This is one of those conceptual roadblocks many develop- they think that binary is somehow more complicated than it is, and create all sorts of obstacles to effective access. Here we will try to break down some of those walls, because this is really important stuff to know.

Your task is to write a C program that takes a file name as a command-line argument, opens that file, reads its contents, and displays that data to the screen in the manner that the xxd(1) tool does in the above example (note that while the xxd(1) tool has other features, we are not looking to implement them; only this simple rendering view).

Your program must:

Require the user supply a file via the command-line
- if the file specified does not exist/cannot be opened, display an error message and exit.
  - error message should be of the form: Error: Could not open 'filename' for reading!
    - Where filename is the name of the file specified on the command-line (make sure the quotes surround it in the output).
- no further processing should be done if the file is not able to be accessed.
Detect the current size of the terminal (see “Detecting Terminal Size” section below), and record the lines and columns into variables for use in your program.
- If the terminal your program is being run in is less than 80 columns, display an error message and exit.
  - error message should be of the form: Error: Terminal width is less than 80 columns!
  - Your program will only be displaying to an area up to 80 characters wide, so a wider terminal will not influence program output.
- Similarly, if the number of lines in the terminal is less than 20, display a similar error message and exit.
  - error message should be of the form: Error: Terminal height is less than 20 lines!
  - Unlike the width, the height can impact program output (taller terminals, if not otherwise throttled by a second command-line argument, can auto-expand if there is more room and data to display).
The second command-line argument is a sizing throttle (controlling the number of lines your program will display). If no argument, or a 0 is given, assume autosize (use the detected height to be your maximum in your calculations).
Each row will display:
- a 7-digit hex offset (referring to the first data byte on a given line)
- followed by a colon and a single space
- then eight space separated groups of two bytes
- however you arrive at it: two total spaces following the hex bytes (again, see output example)
- a 16-character ASCII representation field (no separating spaces between the values)
  - all printable characters should be displayed.
  - all non-printable (and various whitespace) characters should be substituted with a '.'
- A newline will be the last character on each line.
The hex values and rendered ASCII displayed will be sourced from the file specified on the command-line. While the target files for this project are less than 512 bytes, your program should be able to handle larger and smaller files, and update its display accordingly.
If a line throttle is given, your program is to stop output of data and ASCII rendering at that line, once it completes.
Once the data in the file has been exhausted, you need to wrap up as appropriate; finish the current line (even if you have to pad spaces), display the corresponding ascii field (padding spaces as appropriate), and display the closing footer.
Don't forget to fclose() any open file pointers! And free() any malloc()'ed or calloc()'ed memory.
If provided (via command-line arguments), highlight the offset field and the specified address + length (see below).
- If the last pair is not complete (ie only an address given), ignore that request.

Detecting Terminal Size

To detect the current size of your terminal, you may make use of the following code, provided in the form of a complete program for you to test, and then adapt into your code as appropriate.

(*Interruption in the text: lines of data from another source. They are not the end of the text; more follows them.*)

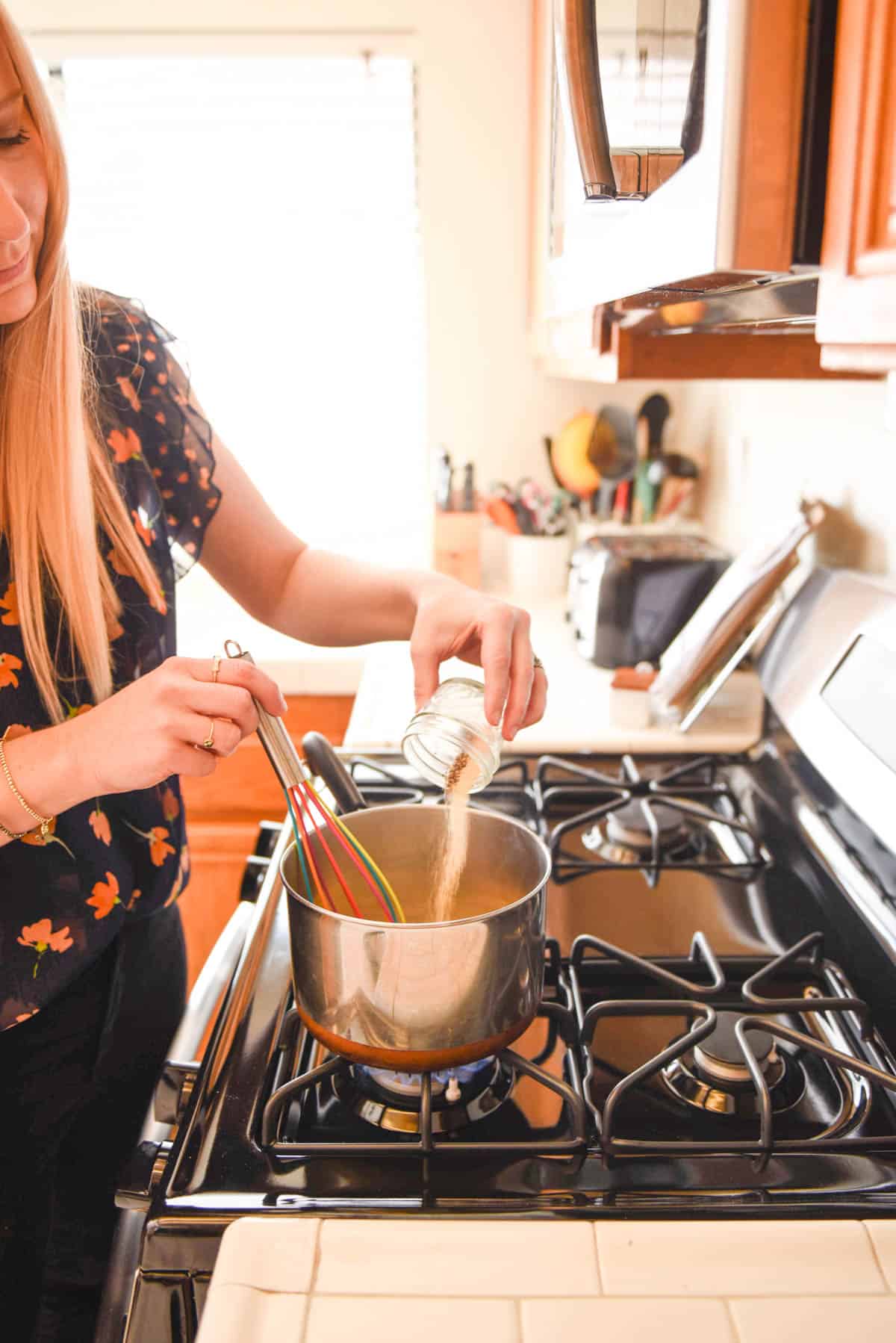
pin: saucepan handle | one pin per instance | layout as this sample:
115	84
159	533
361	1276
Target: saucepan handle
324	762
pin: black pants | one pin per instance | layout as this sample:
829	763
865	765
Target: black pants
75	1083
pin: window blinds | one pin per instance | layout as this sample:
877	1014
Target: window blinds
265	210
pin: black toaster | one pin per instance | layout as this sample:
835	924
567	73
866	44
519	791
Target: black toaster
629	595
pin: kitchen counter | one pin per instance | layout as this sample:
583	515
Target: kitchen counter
284	1279
579	712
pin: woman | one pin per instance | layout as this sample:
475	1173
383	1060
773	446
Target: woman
112	484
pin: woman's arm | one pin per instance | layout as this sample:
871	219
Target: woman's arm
134	739
323	598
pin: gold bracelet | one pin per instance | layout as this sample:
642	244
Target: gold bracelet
43	821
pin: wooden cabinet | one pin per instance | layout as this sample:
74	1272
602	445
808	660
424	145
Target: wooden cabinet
856	321
637	289
223	813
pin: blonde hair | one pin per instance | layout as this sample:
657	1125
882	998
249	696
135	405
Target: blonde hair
57	484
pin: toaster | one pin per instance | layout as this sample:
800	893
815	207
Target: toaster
630	595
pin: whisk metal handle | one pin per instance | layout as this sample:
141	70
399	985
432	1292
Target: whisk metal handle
274	738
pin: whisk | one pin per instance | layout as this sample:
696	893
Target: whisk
311	817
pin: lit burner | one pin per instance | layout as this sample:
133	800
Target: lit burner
408	1085
714	1076
393	1100
625	834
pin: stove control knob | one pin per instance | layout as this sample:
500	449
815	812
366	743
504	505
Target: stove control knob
141	1174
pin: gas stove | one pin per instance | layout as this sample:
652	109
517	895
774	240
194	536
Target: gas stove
718	1029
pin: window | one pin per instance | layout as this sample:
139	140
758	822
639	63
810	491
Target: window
265	210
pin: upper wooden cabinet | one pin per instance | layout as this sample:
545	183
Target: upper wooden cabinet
857	293
704	180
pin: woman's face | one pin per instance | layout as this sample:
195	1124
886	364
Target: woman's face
23	198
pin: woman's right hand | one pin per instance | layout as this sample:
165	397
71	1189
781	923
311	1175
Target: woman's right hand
156	725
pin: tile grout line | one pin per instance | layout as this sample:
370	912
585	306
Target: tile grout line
314	1282
597	1259
729	1314
874	1255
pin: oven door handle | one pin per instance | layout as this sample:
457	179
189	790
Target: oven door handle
578	67
179	1073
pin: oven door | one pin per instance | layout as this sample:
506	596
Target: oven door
675	143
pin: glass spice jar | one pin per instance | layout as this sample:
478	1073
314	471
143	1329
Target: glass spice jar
450	725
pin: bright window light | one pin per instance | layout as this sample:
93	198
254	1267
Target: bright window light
265	210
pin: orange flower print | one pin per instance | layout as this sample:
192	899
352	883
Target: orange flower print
10	664
42	939
10	604
129	392
125	446
40	843
105	896
99	822
169	804
74	711
159	846
158	841
144	530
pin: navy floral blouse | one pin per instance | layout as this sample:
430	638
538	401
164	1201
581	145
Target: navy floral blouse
121	857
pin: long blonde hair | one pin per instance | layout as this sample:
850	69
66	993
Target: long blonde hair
57	485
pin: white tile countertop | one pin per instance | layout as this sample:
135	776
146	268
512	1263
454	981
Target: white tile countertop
405	1280
579	715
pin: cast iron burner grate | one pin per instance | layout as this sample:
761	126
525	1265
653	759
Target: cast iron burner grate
555	1010
699	990
682	818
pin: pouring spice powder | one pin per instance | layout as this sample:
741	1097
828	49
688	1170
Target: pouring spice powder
452	858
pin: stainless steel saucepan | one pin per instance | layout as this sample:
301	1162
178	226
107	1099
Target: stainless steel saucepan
417	996
420	997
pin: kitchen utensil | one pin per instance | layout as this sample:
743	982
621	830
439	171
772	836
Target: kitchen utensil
418	997
503	515
312	817
467	489
570	457
655	412
612	452
722	630
621	503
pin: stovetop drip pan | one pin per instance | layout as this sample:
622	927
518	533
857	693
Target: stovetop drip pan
285	1139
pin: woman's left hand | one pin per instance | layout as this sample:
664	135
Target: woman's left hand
457	622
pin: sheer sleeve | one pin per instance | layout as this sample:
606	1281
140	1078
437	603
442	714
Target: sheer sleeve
176	441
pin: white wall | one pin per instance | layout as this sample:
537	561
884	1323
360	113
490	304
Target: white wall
766	444
485	399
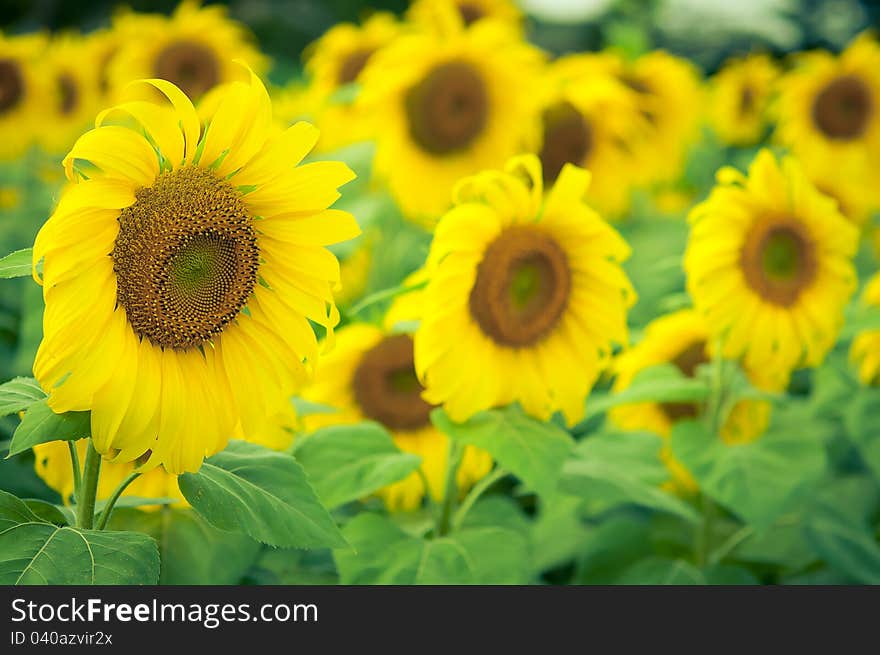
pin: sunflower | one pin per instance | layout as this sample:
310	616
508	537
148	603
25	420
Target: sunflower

It makes use of a pre-existing structure, which when properly populated with an ioctl() call, you have the information you need to proceed (we're just using it to retrieve information to help us on our program).

#include <stdio.h>
#include <stdlib.h>
#include <sys/ioctl.h>
 
int main (void)
{
    struct winsize terminal;
    ioctl  (0, TIOCGWINSZ, &terminal);
 
    printf ("lines:   %d\n", terminal.ws_row);
    printf ("columns: %d\n", terminal.ws_col);
    return (0);
}

An ioctl(2) is a method (and system/library call) for manipulating underlying device parameters of special files (for the UNIX people: everything is a file, including your keyboard, and terminal screen). We are basically querying the screen (or accessing lower level information made possible by communicating with the driver of the device) to obtain some useful information. If you've ever wondered how drivers work- this ioctl() functionality can be rather central to the whole process (basically, reading or writing bytes at specific memory addresses).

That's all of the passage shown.